Pluto’s surface was geologically complex, here at this point of maximal tidal stress. She flew over ravines and ridges; in places, it looked as if the land had been smashed up with an immense hammer, cracked and fractured. She imagined there was a greater mix, here, of interior material with the surface ice.
In many places she saw gatherings of the peculiar snowflakes she had noticed before. Perhaps they were some form of frosting effect, she wondered. She descended, thinking vaguely of collecting samples.
She killed the scooter’s jets some yards above the surface, and let the little craft fall under Pluto’s gentle gravity. She hit the ice with a soft collision, but without heat-damaging the surface features much beyond a few feet.
She stepped off the scooter. The ice crunched, and she felt layers compress under her, but the fractured surface supported her weight. She looked up towards Charon. The crimson moon was immense, round, heavy.
She caught a glimmer of light, an arc, directly above her.
It was gone immediately. She closed her eyes and tried to recapture it
She looked again, with her faceplate set to optimal enhancement. She couldn’t recapture the vision.
She didn’t say anything to Cobh.
“I was right, by the way,” Cobh was saying.
“What?” Lvov tried to focus.
“The wormhole instability, when we crashed. It did cause an Alcubierre wave.”

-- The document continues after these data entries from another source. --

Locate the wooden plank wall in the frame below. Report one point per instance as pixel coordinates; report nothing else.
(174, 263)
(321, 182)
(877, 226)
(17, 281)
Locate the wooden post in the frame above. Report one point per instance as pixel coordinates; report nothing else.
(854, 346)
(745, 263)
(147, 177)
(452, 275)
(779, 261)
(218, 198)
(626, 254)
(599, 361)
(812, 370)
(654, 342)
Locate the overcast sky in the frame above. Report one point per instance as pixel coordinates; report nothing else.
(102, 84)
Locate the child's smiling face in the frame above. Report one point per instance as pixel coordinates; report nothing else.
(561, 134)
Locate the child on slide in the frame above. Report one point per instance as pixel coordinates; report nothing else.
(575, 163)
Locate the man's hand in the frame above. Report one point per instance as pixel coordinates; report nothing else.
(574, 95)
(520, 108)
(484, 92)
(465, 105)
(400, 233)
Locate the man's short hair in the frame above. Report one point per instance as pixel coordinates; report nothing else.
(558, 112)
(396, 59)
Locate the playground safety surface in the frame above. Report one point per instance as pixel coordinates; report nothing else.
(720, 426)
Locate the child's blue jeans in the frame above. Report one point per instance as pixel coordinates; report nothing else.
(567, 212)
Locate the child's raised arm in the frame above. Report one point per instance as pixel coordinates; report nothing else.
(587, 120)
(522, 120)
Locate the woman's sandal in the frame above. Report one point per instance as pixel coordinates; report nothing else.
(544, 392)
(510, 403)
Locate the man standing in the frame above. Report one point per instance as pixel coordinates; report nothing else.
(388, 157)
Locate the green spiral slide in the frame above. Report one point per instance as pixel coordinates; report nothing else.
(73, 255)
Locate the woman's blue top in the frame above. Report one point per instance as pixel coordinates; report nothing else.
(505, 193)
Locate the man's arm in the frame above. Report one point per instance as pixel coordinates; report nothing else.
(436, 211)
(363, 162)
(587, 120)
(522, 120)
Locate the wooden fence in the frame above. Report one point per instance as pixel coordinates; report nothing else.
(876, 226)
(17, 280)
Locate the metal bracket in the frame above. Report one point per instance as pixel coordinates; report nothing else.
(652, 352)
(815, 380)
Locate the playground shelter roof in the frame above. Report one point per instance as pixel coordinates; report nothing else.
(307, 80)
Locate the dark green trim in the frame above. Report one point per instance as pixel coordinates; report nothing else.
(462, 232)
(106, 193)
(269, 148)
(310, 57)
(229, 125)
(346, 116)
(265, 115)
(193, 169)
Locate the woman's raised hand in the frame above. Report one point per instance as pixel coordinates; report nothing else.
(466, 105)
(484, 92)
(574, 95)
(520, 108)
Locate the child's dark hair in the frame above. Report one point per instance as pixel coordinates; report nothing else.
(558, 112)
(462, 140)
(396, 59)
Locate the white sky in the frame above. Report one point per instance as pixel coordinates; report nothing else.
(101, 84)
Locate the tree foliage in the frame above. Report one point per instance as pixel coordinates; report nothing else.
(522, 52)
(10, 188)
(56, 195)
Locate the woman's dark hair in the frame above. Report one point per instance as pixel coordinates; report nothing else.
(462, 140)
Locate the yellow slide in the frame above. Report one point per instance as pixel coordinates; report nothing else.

“What’s an Alcubierre wave?”
“The Interface’s negative energy region expanded from the tetrahedron, just for a moment. The negative energy distorted a chunk of spacetime. The chunk containing the flitter, and us.”
On one side of the flitter, Cobh said, spacetime had contracted. Like a model black hole. On the other side, it expanded—like a re-run of the Big Bang, the expansion at the beginning of the Universe.
“An Alcubierre wave is a front in spacetime. The Interface—with us embedded inside—was carried along. We were pushed away from the expanding region, and towards the contraction.”
“Like a surfer, on a wave.”
“Right.” Cobh sounded excited. “The effect’s been known to theory, almost since the formulation of relativity. But I don’t think anyone’s observed it before.”
“How lucky for us,” Lvov said drily. “You said we travelled faster than light. But that’s impossible.”
“You can’t move faster than light
“So we weren’t breaking lightspeed within our raft of spacetime. But that spacetime itself was distorting at more than lightspeed.”
“It sounds like cheating.”
“So sue me. Or look up the math.”
“Couldn’t we use your Alcubierre effect to drive starships?”
“No. The instabilities and the energy drain are forbidding.”